Back cover text is one of  the most important elements for selling a book. However writing it is not easy, even for the author, or maybe, especially for the author. If they could have said everything they needed to in a couple of paragraphs then why write a book?

Since good back cover text is so tricky to do I figured I'd share the RDSP perspective and processt. This works best for edgy works that are stylistically interesting, since those are the kinds of books we publish. 

The process is a little different each time. I always feel a lot of pressure to come up with something great because it's so important for selling the book but also because I want the author to be happy with it. Sometimes the author has already written a description that is perfect but that's rare. As I mentioned before the author is not necessarily the best person for the job because describing your own work is tough. I generally think that collaboration is the best way to go. Sometimes I'll start the process, write a draft and send it to the author for help. Other times it will be reversed.

For me it's a bit like composing a poem. Each word needs to be carefully chosen because they all give the potential reader cues about the book. For example if the text is humorous I try to work in some funny-sounding words. Sometimes I make a list of words that I think describe the book, or fit with the mood, and try to include them. Often, each sentence will be a complete thought about the book and I like to have one or two that can serve as a tag line of sorts. I generally like to keep it short, it's better to leave the reader with questions, pique their interest so they have to go to the source to relieve their curiosity.

Our aim is to give the potential reader as accurate an idea as possible of what the 'experience' of reading the book will be like. Since many of our books are challenging or disturbing we like to get that across in the description. Though we might be able to foist the book off on unsuspecting readers, by making it sound different than it actually is, we'd wind up with unhappy customers in the end. I like to try to target the readers that will enjoy the book most and write with them in mind. Is the book heavily descriptive and atmospheric? Then the description should be too. Is the style spare and clean or action-packed and breathless? I try to take my tone cues from the actual book. Before working on the text, I like to read some of my favorite passages. Ideally, I would write the text as soon as I finished reading the book for the first time. But I rarely actually do that.

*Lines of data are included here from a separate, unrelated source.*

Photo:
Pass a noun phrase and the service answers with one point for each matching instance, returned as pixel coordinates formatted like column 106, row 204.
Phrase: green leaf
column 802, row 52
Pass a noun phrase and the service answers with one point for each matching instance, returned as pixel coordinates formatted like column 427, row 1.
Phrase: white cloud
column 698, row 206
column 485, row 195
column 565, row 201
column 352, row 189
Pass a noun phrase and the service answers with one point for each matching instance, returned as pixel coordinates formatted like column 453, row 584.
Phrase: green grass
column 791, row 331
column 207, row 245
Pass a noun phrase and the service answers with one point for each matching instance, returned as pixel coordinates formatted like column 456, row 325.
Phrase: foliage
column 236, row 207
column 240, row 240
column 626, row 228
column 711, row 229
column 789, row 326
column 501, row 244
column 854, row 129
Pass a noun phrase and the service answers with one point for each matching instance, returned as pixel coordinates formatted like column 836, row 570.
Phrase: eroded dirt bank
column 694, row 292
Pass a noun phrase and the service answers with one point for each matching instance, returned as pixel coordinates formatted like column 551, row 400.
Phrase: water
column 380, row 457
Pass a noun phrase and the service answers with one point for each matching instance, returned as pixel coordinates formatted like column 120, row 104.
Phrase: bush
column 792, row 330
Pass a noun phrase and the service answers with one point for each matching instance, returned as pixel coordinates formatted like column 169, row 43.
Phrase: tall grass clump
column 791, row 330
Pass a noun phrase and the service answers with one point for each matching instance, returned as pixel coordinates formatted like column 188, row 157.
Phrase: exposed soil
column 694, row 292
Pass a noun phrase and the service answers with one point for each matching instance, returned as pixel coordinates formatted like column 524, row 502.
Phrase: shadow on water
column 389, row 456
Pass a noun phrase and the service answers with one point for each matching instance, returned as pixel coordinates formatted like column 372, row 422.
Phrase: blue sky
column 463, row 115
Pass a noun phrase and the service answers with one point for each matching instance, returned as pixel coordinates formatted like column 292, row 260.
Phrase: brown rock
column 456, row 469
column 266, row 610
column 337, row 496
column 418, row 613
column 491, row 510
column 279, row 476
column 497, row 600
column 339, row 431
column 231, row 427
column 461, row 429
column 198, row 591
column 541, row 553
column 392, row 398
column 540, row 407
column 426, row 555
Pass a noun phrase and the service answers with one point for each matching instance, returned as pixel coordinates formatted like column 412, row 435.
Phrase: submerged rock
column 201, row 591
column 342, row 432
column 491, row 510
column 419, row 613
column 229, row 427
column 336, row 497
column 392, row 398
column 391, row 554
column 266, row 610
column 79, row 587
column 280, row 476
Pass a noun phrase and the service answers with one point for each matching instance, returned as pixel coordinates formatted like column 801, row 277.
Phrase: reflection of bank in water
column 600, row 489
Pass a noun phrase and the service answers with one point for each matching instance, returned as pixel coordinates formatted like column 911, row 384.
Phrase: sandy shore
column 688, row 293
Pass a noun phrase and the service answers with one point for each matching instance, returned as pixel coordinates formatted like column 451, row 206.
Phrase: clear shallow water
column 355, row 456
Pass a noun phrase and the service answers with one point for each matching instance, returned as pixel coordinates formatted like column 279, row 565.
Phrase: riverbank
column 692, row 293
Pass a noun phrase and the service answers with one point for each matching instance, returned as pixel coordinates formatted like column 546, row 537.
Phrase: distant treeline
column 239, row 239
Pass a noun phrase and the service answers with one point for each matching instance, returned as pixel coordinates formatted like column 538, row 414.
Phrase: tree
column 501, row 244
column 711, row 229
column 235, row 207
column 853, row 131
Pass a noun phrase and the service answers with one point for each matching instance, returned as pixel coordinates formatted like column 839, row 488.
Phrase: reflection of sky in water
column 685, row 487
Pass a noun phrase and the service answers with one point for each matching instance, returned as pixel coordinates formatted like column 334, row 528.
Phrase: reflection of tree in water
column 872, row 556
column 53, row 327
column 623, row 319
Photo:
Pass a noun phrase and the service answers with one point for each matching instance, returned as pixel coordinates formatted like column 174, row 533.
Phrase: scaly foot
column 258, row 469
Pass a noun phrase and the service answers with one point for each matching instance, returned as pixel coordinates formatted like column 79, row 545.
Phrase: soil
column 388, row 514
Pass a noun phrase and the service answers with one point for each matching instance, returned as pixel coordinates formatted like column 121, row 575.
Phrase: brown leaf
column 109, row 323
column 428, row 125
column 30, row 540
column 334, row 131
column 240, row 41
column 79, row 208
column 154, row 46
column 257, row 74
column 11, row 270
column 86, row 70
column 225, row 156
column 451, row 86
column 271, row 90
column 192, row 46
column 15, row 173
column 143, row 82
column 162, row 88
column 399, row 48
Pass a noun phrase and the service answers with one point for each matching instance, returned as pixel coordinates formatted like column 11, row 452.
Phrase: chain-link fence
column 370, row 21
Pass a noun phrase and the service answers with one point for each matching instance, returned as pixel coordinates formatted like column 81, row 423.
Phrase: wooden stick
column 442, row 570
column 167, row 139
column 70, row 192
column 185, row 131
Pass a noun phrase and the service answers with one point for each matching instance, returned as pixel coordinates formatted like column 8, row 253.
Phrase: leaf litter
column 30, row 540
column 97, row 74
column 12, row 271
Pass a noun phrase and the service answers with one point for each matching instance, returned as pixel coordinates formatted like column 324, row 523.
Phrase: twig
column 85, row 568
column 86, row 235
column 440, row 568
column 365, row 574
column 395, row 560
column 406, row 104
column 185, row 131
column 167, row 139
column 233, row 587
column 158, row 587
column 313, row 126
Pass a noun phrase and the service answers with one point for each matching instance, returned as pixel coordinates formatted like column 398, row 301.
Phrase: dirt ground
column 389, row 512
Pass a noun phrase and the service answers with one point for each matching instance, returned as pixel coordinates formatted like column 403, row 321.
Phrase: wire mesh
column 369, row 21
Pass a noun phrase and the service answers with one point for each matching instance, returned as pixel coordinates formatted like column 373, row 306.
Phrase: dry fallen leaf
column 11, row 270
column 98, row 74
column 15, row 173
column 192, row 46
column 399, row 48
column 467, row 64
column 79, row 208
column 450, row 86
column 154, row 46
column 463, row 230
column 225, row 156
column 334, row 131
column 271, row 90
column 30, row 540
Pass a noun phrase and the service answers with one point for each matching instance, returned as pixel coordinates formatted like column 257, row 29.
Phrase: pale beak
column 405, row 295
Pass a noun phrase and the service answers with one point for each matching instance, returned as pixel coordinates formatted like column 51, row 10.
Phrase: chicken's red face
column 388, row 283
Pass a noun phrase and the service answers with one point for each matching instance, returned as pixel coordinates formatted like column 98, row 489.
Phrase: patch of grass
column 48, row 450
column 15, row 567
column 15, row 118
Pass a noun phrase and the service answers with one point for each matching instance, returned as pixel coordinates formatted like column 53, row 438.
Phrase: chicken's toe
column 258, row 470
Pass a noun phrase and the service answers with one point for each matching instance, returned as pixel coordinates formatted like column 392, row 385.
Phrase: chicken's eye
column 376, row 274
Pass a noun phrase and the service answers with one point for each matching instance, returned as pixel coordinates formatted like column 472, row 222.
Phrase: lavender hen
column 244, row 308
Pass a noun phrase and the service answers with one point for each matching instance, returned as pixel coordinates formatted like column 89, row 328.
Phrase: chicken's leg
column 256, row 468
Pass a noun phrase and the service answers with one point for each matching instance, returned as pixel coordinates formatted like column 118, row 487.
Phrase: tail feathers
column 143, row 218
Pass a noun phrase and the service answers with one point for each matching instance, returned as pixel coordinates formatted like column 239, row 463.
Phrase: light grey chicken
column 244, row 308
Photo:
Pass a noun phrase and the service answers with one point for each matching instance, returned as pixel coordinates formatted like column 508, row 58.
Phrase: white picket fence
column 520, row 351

The reason to focus on the 'experience' of reading the book is that a plot summary is usually pretty boring. Plus our books are about how the tale is told not just the tale itself. Again, why read a book if the summary can tell you everything in it? I like to include enough details so the reader knows the general subject, has an idea of some of the themes, knows a bit about the main character and the setting but not so much that they can predict where the book is headed. Sometimes I use small details to stand for a whole. For instance, if the book is full of fascinating facts I might use one of them in the description to get that idea across. Sometimes a quote from the text is useful. The more closely I can replicate the experience of reading the book, the better. I do my best not to tell the reader what, or how, to think about the book just describe it as well as I can. I also try to avoid generalizations like, "This is a great book, everyone should read it," even though that's usually exactly what I'm thinking!